Après avoir lu un grand nombre de récits consacrés à l’univers ABDL, un constat s’est rapidement imposé à moi : Le manque de créativité. Les scénarios se ressemblaient tous, les intrigues étaient souvent réduites à leur plus simple expression et le style d’écriture peinait à donner de l’épaisseur aux personnages. Très vite, j’ai eu l’impression que tout tournait en rond.
Il manquait, selon moi, « l’histoire dans l’histoire ». Plutôt que de centrer le récit uniquement sur les couches et la régression, je voulais offrir une dimension plus vaste, avec de véritables enjeux, des personnages crédibles et une intrigue capable de captiver même un lecteur qui ne connaîtrait rien à cet univers.

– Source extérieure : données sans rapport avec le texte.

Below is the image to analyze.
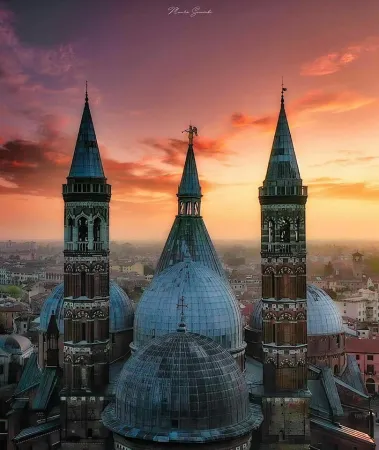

En somme, je voulais écrire un véritable roman, dans lequel la thématique ABDL ne serait qu’un élément d’un ensemble beaucoup plus riche.
Je me suis donc prêté à l’exercice.
L’idée est venue assez naturellement : créer un personnage féminin possédant une partie de mes propres traits de caractère. Rebelle, insolente, imaginative et incapable de rentrer dans les cases, Anne-Sophie s’est imposée presque d’elle-même. Avec son humour décapant, son autodérision permanente et sa fâcheuse tendance à partir dans des digressions aussi absurdes qu’amusantes, je me suis très vite attaché à elle.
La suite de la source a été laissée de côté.